In time, as Dzarumazh leaves her to the mercies of many other True Fae to indulge their own twisted experiments, Sierra begins to understand the truth of Arcadia, to know what it really is. Realizing that it's a never-ending realm of unreality mastered and ruled by chaos-beings that dress themselves up in human stories and legends to give themselves proper shape; they are gods here, and no natural law exists that is not perhaps a passing whim of theirs. A place of dreams brought to life in all their impossible, glorious wonder, and also a mad nightmare dragged out of her deepest nightmares, a thousand horrors pulled right out of every dark gibbering dream children ever had to be given forms that cut and scratch and kill...

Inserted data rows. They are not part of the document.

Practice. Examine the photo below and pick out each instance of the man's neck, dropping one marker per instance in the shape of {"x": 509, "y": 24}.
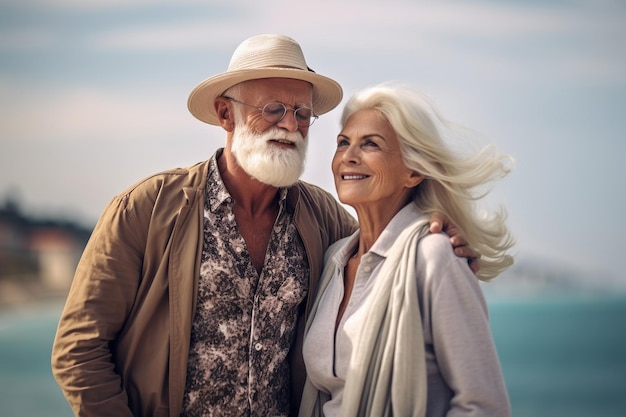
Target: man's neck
{"x": 250, "y": 195}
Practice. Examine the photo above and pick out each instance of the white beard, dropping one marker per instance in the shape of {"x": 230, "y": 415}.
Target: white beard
{"x": 267, "y": 163}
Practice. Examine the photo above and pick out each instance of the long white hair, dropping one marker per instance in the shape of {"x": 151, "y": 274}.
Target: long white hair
{"x": 454, "y": 179}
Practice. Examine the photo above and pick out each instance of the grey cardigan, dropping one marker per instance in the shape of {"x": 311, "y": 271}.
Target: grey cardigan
{"x": 388, "y": 373}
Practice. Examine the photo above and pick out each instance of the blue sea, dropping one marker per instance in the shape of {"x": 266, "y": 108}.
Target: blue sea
{"x": 561, "y": 357}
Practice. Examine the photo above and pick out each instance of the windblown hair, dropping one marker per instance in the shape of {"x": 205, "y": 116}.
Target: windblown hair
{"x": 452, "y": 183}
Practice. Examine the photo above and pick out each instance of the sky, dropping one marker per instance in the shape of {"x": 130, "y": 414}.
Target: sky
{"x": 93, "y": 98}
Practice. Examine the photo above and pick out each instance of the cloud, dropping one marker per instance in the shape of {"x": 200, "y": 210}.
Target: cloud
{"x": 34, "y": 113}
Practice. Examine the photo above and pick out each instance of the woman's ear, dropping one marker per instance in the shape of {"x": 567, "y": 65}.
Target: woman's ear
{"x": 224, "y": 113}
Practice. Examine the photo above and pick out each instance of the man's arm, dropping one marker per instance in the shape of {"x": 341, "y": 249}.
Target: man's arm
{"x": 97, "y": 304}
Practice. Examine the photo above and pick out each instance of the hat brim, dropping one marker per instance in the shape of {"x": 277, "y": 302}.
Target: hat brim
{"x": 327, "y": 93}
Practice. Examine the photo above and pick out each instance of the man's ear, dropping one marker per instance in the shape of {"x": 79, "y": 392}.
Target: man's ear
{"x": 225, "y": 115}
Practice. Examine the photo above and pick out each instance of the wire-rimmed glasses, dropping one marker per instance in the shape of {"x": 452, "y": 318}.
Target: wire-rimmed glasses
{"x": 275, "y": 111}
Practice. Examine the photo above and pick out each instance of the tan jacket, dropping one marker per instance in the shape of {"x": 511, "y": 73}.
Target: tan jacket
{"x": 123, "y": 339}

It's a place of utter madness, but beautiful in spite of that. For every mountain carved by the wind into a fountain that spouts sparkling light glistening with every color under the sun, there are broken babies sobbing for their mothers and making little rivers filled with their tears under their feet, whipped onward by monster-things made from thorns and hangman's ropes.a nightmare. And yet, for every fresh scar on her back made with whips carved from birds made of living glass, there are floating islands in the sky that sing secret songs that call up gentle phantasms that whisper happy thoughts to her in the voices of everyone she's ever loved.

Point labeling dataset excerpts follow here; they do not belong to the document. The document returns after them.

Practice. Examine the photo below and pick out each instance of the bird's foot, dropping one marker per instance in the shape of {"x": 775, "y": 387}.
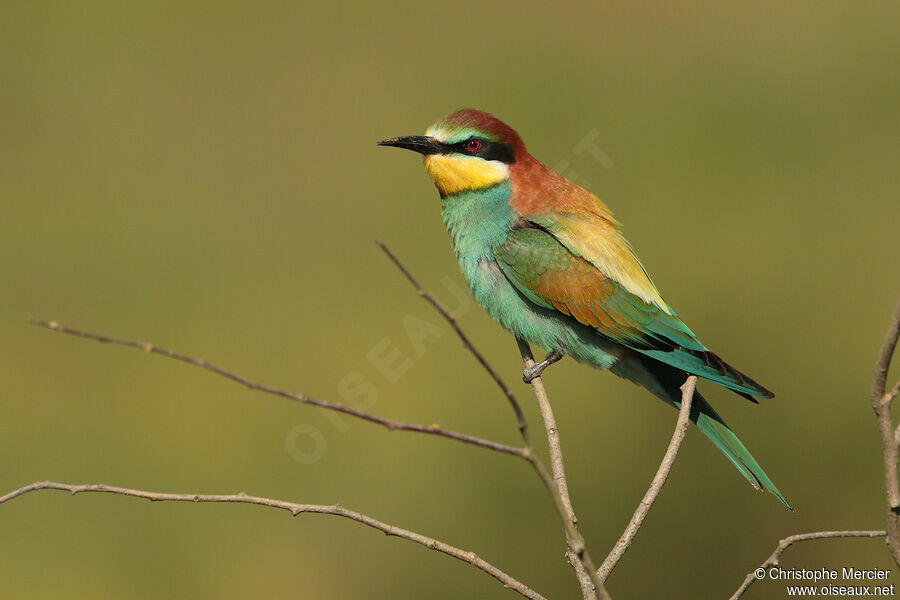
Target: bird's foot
{"x": 536, "y": 369}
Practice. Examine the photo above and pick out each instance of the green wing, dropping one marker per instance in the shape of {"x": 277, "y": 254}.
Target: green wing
{"x": 546, "y": 272}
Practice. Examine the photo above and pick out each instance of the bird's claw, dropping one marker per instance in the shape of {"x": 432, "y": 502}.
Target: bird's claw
{"x": 535, "y": 370}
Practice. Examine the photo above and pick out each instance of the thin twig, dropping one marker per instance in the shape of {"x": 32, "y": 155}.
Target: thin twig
{"x": 881, "y": 404}
{"x": 591, "y": 584}
{"x": 564, "y": 508}
{"x": 681, "y": 427}
{"x": 789, "y": 541}
{"x": 520, "y": 416}
{"x": 297, "y": 397}
{"x": 295, "y": 509}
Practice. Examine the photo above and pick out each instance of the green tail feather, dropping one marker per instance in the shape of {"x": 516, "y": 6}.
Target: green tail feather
{"x": 711, "y": 424}
{"x": 665, "y": 381}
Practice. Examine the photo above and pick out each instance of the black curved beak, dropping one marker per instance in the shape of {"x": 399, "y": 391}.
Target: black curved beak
{"x": 417, "y": 143}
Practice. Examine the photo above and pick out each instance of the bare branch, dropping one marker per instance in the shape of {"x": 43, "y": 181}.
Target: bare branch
{"x": 881, "y": 404}
{"x": 578, "y": 556}
{"x": 789, "y": 541}
{"x": 885, "y": 355}
{"x": 295, "y": 509}
{"x": 520, "y": 416}
{"x": 681, "y": 427}
{"x": 297, "y": 397}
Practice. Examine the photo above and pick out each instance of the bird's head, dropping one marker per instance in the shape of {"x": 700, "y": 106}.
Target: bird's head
{"x": 467, "y": 150}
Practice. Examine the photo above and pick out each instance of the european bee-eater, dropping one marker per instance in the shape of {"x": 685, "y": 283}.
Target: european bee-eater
{"x": 547, "y": 260}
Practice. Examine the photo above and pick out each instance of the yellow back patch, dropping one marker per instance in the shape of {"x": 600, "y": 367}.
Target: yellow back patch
{"x": 452, "y": 174}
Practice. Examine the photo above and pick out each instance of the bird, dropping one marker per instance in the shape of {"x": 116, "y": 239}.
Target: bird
{"x": 547, "y": 260}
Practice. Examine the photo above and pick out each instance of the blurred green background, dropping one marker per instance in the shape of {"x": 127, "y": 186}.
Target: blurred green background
{"x": 204, "y": 176}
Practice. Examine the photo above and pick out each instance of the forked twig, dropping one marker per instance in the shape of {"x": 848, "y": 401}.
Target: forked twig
{"x": 789, "y": 541}
{"x": 390, "y": 424}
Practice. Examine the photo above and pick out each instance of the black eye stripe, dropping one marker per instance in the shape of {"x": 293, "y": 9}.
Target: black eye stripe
{"x": 489, "y": 150}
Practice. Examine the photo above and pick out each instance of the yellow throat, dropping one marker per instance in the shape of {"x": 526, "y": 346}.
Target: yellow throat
{"x": 455, "y": 173}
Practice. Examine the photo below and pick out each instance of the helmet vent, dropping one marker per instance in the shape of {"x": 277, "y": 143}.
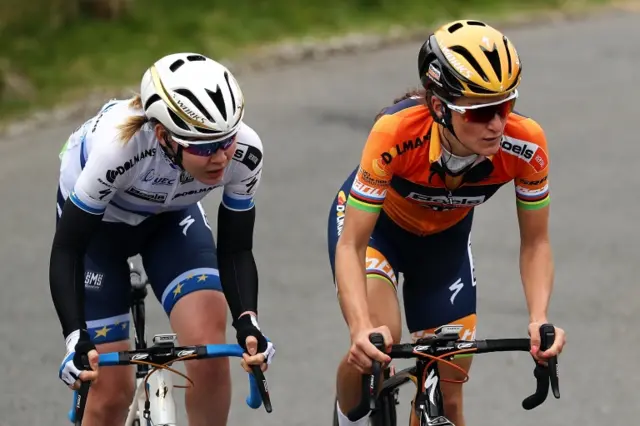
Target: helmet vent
{"x": 494, "y": 59}
{"x": 472, "y": 61}
{"x": 187, "y": 94}
{"x": 177, "y": 64}
{"x": 233, "y": 98}
{"x": 217, "y": 99}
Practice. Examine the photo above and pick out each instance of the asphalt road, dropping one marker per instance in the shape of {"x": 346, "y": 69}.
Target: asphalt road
{"x": 580, "y": 83}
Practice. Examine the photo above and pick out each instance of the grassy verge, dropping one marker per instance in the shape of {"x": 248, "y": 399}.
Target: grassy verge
{"x": 57, "y": 63}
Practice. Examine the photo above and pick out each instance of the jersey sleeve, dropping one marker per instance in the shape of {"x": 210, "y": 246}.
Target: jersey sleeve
{"x": 106, "y": 170}
{"x": 532, "y": 181}
{"x": 239, "y": 193}
{"x": 373, "y": 177}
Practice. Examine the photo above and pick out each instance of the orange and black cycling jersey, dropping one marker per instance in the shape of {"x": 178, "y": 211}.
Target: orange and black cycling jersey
{"x": 400, "y": 170}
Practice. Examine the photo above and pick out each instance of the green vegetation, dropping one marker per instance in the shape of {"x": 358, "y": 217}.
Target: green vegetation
{"x": 53, "y": 51}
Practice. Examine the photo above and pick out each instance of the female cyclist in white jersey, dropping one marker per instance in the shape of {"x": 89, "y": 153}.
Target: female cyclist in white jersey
{"x": 131, "y": 181}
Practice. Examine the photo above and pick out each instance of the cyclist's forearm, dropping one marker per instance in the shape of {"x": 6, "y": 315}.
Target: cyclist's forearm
{"x": 238, "y": 271}
{"x": 351, "y": 282}
{"x": 537, "y": 270}
{"x": 66, "y": 265}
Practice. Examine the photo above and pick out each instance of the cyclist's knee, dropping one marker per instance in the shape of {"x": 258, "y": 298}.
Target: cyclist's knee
{"x": 110, "y": 396}
{"x": 452, "y": 400}
{"x": 199, "y": 318}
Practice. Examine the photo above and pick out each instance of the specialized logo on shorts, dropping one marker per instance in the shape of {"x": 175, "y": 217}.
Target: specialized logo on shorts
{"x": 340, "y": 208}
{"x": 528, "y": 151}
{"x": 93, "y": 280}
{"x": 112, "y": 174}
{"x": 443, "y": 202}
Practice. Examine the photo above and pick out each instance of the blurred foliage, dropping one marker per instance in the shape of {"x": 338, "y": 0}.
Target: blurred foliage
{"x": 53, "y": 50}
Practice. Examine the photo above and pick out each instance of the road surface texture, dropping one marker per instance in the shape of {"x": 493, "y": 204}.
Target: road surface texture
{"x": 580, "y": 83}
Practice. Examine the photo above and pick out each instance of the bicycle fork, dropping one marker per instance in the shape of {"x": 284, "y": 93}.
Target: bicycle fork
{"x": 429, "y": 404}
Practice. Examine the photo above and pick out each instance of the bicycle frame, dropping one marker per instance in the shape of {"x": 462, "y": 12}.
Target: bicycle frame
{"x": 162, "y": 407}
{"x": 428, "y": 403}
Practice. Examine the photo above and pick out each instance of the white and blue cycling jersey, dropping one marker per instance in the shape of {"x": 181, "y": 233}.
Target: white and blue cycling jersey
{"x": 129, "y": 181}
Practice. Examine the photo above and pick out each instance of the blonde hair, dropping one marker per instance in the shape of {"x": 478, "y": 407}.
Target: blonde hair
{"x": 134, "y": 123}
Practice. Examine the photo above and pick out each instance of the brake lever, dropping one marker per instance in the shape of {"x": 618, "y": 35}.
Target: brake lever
{"x": 547, "y": 337}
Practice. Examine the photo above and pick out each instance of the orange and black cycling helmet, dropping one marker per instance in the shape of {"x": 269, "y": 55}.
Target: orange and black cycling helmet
{"x": 470, "y": 59}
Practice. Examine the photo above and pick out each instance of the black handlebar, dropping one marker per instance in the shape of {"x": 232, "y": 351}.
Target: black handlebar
{"x": 441, "y": 345}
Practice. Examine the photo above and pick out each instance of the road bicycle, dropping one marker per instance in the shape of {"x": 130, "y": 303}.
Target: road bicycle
{"x": 380, "y": 397}
{"x": 153, "y": 402}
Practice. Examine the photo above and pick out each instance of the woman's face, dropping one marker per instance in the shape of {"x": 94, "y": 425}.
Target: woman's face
{"x": 480, "y": 130}
{"x": 205, "y": 164}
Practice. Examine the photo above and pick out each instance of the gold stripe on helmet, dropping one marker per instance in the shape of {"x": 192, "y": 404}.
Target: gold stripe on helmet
{"x": 171, "y": 103}
{"x": 474, "y": 39}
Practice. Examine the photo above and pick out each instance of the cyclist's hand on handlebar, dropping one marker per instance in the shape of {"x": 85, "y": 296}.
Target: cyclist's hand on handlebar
{"x": 258, "y": 350}
{"x": 73, "y": 369}
{"x": 362, "y": 351}
{"x": 554, "y": 350}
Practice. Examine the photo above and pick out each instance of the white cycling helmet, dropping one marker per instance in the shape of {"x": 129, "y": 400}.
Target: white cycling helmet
{"x": 193, "y": 96}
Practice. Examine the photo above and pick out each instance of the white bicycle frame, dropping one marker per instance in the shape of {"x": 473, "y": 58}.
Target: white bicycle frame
{"x": 162, "y": 408}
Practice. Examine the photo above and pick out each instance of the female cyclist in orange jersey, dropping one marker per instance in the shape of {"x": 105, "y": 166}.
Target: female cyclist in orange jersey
{"x": 430, "y": 158}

There is some good in Arcadia, for all it's boundless horror. That touches her in a way that it's nightmares never will; hope resides in her soul, and it gives her strength that way Wrath and Sorrow and Desire and Fear never truly will, no matter how much they come to reside inside her soul over time.

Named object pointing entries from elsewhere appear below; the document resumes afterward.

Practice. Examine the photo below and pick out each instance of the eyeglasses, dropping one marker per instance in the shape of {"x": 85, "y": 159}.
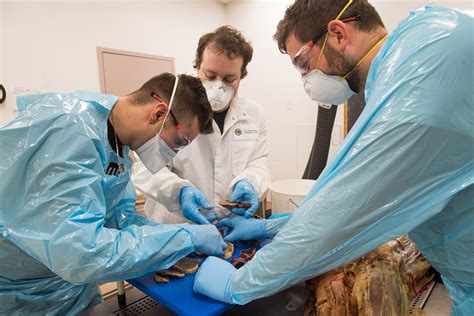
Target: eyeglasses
{"x": 302, "y": 59}
{"x": 180, "y": 140}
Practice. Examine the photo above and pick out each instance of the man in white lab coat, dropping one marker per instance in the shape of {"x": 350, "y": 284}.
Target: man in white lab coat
{"x": 232, "y": 162}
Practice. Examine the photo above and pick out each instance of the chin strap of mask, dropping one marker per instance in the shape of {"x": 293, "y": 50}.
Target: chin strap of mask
{"x": 322, "y": 140}
{"x": 3, "y": 94}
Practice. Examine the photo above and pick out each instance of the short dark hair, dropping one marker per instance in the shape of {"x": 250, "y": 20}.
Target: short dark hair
{"x": 226, "y": 40}
{"x": 190, "y": 99}
{"x": 306, "y": 18}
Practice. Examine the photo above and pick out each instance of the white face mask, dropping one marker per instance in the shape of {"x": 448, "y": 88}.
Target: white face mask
{"x": 326, "y": 90}
{"x": 155, "y": 153}
{"x": 219, "y": 94}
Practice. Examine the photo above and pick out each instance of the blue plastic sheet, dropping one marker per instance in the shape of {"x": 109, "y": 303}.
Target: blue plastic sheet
{"x": 66, "y": 225}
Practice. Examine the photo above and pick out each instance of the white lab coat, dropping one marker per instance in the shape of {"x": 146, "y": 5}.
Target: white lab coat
{"x": 212, "y": 163}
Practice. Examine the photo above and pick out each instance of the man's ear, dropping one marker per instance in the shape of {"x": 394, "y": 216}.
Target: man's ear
{"x": 158, "y": 110}
{"x": 338, "y": 34}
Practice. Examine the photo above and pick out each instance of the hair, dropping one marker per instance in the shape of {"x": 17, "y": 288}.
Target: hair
{"x": 226, "y": 40}
{"x": 306, "y": 18}
{"x": 190, "y": 99}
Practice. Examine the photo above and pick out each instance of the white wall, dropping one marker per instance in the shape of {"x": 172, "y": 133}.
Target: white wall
{"x": 52, "y": 45}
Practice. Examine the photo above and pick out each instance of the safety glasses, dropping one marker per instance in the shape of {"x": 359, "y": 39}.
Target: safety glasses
{"x": 180, "y": 140}
{"x": 302, "y": 59}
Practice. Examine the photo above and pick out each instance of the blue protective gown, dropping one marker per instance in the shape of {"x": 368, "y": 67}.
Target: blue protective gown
{"x": 407, "y": 166}
{"x": 66, "y": 225}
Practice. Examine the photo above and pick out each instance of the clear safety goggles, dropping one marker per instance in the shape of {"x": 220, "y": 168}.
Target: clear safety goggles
{"x": 302, "y": 59}
{"x": 180, "y": 140}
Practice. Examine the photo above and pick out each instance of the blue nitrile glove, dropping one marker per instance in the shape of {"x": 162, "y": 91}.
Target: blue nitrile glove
{"x": 206, "y": 239}
{"x": 214, "y": 279}
{"x": 192, "y": 201}
{"x": 279, "y": 215}
{"x": 244, "y": 192}
{"x": 241, "y": 228}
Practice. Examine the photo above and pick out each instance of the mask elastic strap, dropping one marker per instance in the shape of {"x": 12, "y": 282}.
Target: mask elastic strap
{"x": 365, "y": 57}
{"x": 326, "y": 38}
{"x": 169, "y": 105}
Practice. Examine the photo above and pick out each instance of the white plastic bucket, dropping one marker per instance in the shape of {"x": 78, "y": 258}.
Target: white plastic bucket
{"x": 287, "y": 194}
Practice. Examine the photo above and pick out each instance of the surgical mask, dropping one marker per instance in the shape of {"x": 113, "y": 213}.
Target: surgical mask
{"x": 155, "y": 153}
{"x": 219, "y": 94}
{"x": 326, "y": 90}
{"x": 329, "y": 90}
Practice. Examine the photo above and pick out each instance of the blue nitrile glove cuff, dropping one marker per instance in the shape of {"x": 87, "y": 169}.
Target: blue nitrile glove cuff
{"x": 273, "y": 226}
{"x": 206, "y": 239}
{"x": 244, "y": 192}
{"x": 192, "y": 201}
{"x": 214, "y": 279}
{"x": 241, "y": 228}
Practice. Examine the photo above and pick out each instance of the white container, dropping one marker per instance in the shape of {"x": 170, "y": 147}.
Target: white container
{"x": 287, "y": 194}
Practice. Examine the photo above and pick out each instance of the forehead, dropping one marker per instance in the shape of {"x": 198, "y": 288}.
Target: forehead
{"x": 217, "y": 62}
{"x": 293, "y": 45}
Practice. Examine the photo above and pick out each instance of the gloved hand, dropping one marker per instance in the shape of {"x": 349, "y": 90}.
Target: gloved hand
{"x": 241, "y": 228}
{"x": 206, "y": 239}
{"x": 192, "y": 200}
{"x": 214, "y": 279}
{"x": 244, "y": 192}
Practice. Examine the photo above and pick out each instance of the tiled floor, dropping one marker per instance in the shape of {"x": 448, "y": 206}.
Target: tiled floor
{"x": 439, "y": 303}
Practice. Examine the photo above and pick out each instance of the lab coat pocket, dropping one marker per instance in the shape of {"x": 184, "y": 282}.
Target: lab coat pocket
{"x": 243, "y": 146}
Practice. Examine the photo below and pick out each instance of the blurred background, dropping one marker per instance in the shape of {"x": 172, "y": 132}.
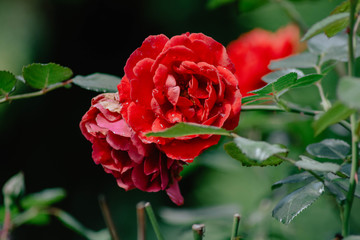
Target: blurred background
{"x": 41, "y": 137}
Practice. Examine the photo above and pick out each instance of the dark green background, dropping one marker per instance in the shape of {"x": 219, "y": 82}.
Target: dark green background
{"x": 41, "y": 137}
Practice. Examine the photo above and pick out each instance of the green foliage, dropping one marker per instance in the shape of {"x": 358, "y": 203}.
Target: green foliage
{"x": 233, "y": 150}
{"x": 348, "y": 91}
{"x": 76, "y": 226}
{"x": 44, "y": 198}
{"x": 344, "y": 184}
{"x": 13, "y": 189}
{"x": 249, "y": 5}
{"x": 212, "y": 4}
{"x": 294, "y": 203}
{"x": 302, "y": 60}
{"x": 329, "y": 148}
{"x": 310, "y": 164}
{"x": 331, "y": 25}
{"x": 98, "y": 82}
{"x": 185, "y": 129}
{"x": 257, "y": 151}
{"x": 352, "y": 238}
{"x": 335, "y": 114}
{"x": 300, "y": 177}
{"x": 275, "y": 75}
{"x": 7, "y": 82}
{"x": 41, "y": 76}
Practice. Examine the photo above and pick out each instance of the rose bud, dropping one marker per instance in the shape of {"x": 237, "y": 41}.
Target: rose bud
{"x": 188, "y": 78}
{"x": 120, "y": 152}
{"x": 252, "y": 52}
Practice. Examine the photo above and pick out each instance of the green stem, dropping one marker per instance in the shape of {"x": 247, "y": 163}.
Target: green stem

And they certainly do as her Durance gets somehow worse. Time slips away and Sierra tries so hard not to forget as what feels like years go by, oh yes; remember, she tells herself, biting down on the before-times hard enough to make her head hurt. Remember who you are. Remember what you used to be. (She looks into a mirror now and see monster's teeth when she smiles and it's all she can do not to cry or laugh and she doesn't know what she thinks anymore.) Remember having friends, remember laughing without being afraid of the beds waking up to eat you in the night, remember when stories were just stories.
She remembers. She remembers those things, remembers the land of sunlight that didn't cook the flesh from your bones when They hooked you into a rack and put up a giant piece of glass so it cooked you alive (just for the smell of her burning or to make her tougher? She never finds out), but she doesn't put half the effort into remembering those things as she does into remembering Cody. She holds tight to his memory, squatting in cells and caves or whatever prison she's being subjected to with her teeth clenched tight, memorizing the way his smile was pinched just a bit to the left and that cute gap in his teeth and how blue his eyes were and how she'd had to pick him up a little bit because of his height when he finally mustered up the courage and dared to kiss her-
She looks up at an alien sky then through a cell window with walls made of crawling meat flaked with rust; for all it's horrors, Arcadia is also a place of wondrous dreams made real, or at least as 'real' as the Fae can understand the concept. The skies in this realm (for there are many that she has seen in Dzarumazh's meandering quest to see how he can break Sierra and reshape her, for whatever insane reason) are like the Northern Lights in effect, made of millions of crystal dragons flying in perfect synchronized orbit so that light flashes through them in patterns like the Lights but even more grand and beautiful, and when the twisting auroras settled on blue for a while, it looks just like the Cody-eye blue and she laughs. She doesn't forget where she is, not for a moment, but just then it doesn't matter.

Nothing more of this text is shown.